Analysis of variance: The statistical technique known as analysis of variance (ANOVA) is used to compare multiple groups using a dependent variable that has two or more discrete categories (Statistics Solutions, 2013a), which were calculated by Jakoš & Verber (2017), and Wong & Yatim (2018).

Analysis of covariance: A continuous variable is added to the variables of interest in an analysis of covariance (ANCOVA) (i.e., the dependent and independent variable) as means for control (Statistics Solutions, 2013c) calculated by Wei et al. (2021).

Multivariate analysis of variance: The goal of multivariate analysis of variance (MANOVA), which is similar to ANOVA, is to examine differences between groups by using two or more dependent variables as opposed to one metric dependent variable (Statistics Solutions, 2013d) calculated by Daungcharone, Panjaburee & Thongkoo (2017).

Wilcoxon signed-rank test (z): Two paired groups can be compared using the nonparametric Wilcoxon test, which can be either the rank sum test or the signed-rank test. The tests effectively compute the difference between groups of pairings and examine this difference to see if it is statistically significant (Hayes, 2021) calculated by Garneli & Chorianopoulos (2018).

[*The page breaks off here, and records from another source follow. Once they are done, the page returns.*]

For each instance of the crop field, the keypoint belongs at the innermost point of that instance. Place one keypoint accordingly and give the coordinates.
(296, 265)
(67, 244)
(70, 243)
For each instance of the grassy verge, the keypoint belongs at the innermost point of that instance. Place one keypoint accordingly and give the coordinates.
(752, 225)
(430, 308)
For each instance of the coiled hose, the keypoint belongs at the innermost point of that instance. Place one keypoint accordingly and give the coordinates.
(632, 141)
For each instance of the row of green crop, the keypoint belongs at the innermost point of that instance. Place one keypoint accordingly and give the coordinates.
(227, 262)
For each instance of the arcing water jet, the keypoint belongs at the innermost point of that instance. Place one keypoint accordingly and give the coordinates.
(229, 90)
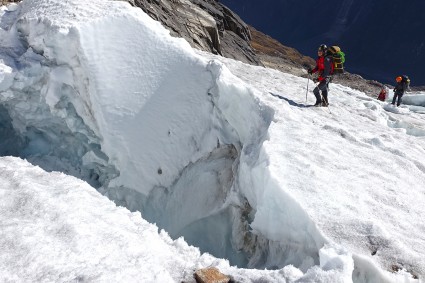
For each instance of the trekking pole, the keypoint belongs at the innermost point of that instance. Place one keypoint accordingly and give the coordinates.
(327, 104)
(308, 80)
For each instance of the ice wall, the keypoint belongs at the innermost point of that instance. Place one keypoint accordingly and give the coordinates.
(108, 96)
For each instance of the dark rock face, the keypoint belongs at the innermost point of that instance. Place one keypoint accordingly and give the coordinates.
(205, 24)
(210, 26)
(382, 39)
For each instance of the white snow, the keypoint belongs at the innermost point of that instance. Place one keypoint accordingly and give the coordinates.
(229, 156)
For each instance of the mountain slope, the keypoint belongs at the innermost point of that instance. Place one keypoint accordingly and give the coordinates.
(381, 39)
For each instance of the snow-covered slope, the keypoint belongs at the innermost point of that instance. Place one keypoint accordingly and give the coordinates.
(225, 154)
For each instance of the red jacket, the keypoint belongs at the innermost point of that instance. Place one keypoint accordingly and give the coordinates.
(382, 95)
(324, 66)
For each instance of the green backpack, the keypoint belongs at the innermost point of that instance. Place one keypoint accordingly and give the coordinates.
(338, 58)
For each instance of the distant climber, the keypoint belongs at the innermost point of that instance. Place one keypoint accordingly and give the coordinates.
(324, 68)
(400, 88)
(383, 94)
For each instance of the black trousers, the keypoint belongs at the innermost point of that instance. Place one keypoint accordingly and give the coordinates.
(399, 96)
(321, 87)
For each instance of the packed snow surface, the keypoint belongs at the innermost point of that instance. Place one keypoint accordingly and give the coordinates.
(148, 133)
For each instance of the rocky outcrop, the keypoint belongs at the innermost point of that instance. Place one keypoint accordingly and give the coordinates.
(211, 275)
(210, 26)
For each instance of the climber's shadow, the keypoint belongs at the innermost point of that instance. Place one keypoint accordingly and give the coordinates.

Mann–Whitney U test: When the dependent variable is ordinal or continuous but not normally distributed, the Mann-Whitney U test is used to examine the differences between two groups (Statistics Solutions, 2021) calculated by Garneli & Chorianopoulos (2018), Paiva, Leal & Queirós (2020), Pankiewicz (2020), Pellas & Vosinakis (2018), and Tasadduq et al. (2021).

Kruskal–Wallis: The medians of three or more independent groups are compared using the Kruskal-Wallis test to evaluate whether or not there is a statistically significant difference (Zach, 2022) calculated by Strawhacker & Bers (2019), and Toukiloglou & Xinogalos (2022).

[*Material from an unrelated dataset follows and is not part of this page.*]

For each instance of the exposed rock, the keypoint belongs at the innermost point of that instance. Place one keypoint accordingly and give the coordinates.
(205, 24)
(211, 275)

Linear regression: The purpose of a linear regression analysis is to determine if one or more predictor variables can account for the presence or absence of a certain dependent (criterion) variable (Statistics Solutions, 2013e) calculated by Hellings & Haelermans (2020), Smith et al. (2019), and Zatarain Cabada et al. (2020).

Correlation: Correlation is a statistical term that reflects how much two or more variables change in relation to each other (Wigmore, 2020), which was calculated by Malliarakis, Satratzemi & Xinogalos (2017) and Smith et al. (2019).

Overall, this systematic literature review provides valuable insights into the trends, best practices, and impacts of personalized gamified programming education on students’ cognition. Most of the studies used various tools to evaluate programming language learning in their respective areas, including questionnaires, interviews, and observation methods. The findings of this research question showed that most of the studies used questionnaire surveys and SPSS tools for data analysis.